When Politicians Talk About Politics: Identifying Political Tweets of Brazilian Congressmen
This work addresses the challenge of characterizing political communication on social media for researchers and policymakers, though it is incremental as it applies existing methods to a specific dataset.
The authors tackled the problem of distinguishing political from non-political tweets by Brazilian congressmen during a political crisis, proposing a method that accurately identifies such tweets using word clouds and topic modeling, and found that over half of the messages were non-political.

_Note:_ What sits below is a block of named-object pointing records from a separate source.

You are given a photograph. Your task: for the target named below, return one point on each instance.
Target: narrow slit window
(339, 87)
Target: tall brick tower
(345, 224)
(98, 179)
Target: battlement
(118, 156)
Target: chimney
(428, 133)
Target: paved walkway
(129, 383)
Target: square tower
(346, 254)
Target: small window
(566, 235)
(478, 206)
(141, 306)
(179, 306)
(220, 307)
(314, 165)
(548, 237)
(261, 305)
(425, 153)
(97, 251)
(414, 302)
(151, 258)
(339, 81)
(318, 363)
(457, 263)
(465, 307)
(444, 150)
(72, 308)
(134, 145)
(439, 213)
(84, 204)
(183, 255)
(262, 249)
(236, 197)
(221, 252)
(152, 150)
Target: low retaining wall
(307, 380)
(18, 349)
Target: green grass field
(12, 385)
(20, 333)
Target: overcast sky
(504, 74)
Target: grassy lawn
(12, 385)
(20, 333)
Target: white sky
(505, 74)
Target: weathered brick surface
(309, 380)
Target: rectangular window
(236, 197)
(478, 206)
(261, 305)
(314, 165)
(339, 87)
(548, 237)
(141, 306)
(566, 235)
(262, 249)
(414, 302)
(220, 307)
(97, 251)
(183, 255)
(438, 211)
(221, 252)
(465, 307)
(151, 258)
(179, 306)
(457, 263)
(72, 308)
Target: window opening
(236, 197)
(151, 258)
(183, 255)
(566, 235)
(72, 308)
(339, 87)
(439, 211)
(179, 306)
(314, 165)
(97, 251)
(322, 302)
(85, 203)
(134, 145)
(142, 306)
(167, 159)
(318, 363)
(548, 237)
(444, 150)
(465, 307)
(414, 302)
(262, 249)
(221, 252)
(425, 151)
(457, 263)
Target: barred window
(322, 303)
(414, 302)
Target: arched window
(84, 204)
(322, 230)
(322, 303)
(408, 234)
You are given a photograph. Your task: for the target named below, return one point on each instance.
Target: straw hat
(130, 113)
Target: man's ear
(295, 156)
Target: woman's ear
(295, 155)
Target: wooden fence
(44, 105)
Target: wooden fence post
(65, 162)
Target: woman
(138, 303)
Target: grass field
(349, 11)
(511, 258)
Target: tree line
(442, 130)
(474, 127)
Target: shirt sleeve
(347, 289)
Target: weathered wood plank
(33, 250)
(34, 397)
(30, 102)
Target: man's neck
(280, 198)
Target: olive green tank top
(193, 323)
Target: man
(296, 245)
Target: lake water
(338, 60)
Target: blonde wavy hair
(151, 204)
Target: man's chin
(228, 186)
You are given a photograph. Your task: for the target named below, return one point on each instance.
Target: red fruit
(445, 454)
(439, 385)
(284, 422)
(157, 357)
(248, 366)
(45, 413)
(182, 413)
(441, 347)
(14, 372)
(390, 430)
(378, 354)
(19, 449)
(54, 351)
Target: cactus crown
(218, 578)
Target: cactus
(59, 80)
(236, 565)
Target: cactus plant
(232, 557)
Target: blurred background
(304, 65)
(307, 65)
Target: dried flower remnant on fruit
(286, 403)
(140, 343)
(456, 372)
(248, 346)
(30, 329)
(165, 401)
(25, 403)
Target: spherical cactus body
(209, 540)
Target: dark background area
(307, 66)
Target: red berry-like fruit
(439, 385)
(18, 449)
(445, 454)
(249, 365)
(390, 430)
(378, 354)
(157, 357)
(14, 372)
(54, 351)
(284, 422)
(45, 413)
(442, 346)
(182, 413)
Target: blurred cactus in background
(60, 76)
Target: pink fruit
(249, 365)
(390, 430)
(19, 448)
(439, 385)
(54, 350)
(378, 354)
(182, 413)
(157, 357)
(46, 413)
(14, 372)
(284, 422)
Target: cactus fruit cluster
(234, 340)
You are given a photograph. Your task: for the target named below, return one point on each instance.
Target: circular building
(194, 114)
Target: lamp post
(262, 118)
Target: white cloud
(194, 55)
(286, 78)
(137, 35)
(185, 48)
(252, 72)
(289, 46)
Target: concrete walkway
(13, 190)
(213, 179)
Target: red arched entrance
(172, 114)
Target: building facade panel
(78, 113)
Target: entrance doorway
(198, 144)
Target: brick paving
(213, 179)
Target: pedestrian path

Since June 2013, when Brazil faced the largest and most significant mass protests in a generation, a political crisis is in course. In midst of this crisis, Brazilian politicians use social media to communicate with the electorate in order to retain or to grow their political capital. The problem is that many controversial topics are in course and deputies may prefer to avoid such themes in their messages. To characterize this behavior, we propose a method to accurately identify political and non-political tweets independently of the deputy who posted it and of the time it was posted. Moreover, we collected tweets of all congressmen who were active on Twitter and worked in the Brazilian parliament from October 2013 to October 2017. To evaluate our method, we used word clouds and a topic model to identify the main political and non-political latent topics in parliamentarian tweets. Both results indicate that our proposal is able to accurately distinguish political from non-political tweets. Moreover, our analyses revealed a striking fact: more than half of the messages posted by Brazilian deputies are non-political.